1 – TILDA SWINTON Tilda è talmente brava che la sdoppiano. Thora e Thessaly sono due gemelle e si odiano. Gareggiano nell’inseguire gossip nell’ambiente ollivudiano. Certo è che il mondo è cambiato dagli anni 50; adesso non fa più scandalo una diva che aspetta un bebè senza sapere da chi (anzi, è una trovata pubblicitaria)

2 – SCARLETT JOHANSSON

Se le sorelle Thacker hanno il ruolo delle stronz delle sgradevoli, DeeAnna ha il ruolo della sensualona ocona (il modello è Esther Williams, ma c’è qualcosa di M. Monroe e di K. Novak). Ocona o no, io la Johansson me la mangerei cruda.
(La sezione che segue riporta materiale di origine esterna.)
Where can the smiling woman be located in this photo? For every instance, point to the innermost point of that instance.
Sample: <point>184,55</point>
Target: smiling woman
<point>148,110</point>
3 – LOTTA DI CLASSE NEGLI STUDIOS 

Ricordate GLI ULTIMI FUOCHI (Elia Kazan, 1976)? Un sindacalista (J Nicholson) dice a un produttore (R De Niro) “gli sceneggiatori sono i braccianti che voi padroni state sfruttando” (poi finisce a botte). Nella realtà gli sceneggiatori risolsero i loro problemi con mezzi legali, soprattutto con l’arma dello sciopero. Ma lo sciopero non è cinematografico: meglio raccontare un tragicomico rapimento. E parlare di “comunisti” provoca ancora brividi in USA (non c’è più Joseph McCarthy, ma c’è Donald Trump).

P.S. Ricordatemi che devo aggiornare il post su Tilda Swinton, scritto 6 anni fa. Allora l’applaudivo. Oggi gli applausi vanno aumentati.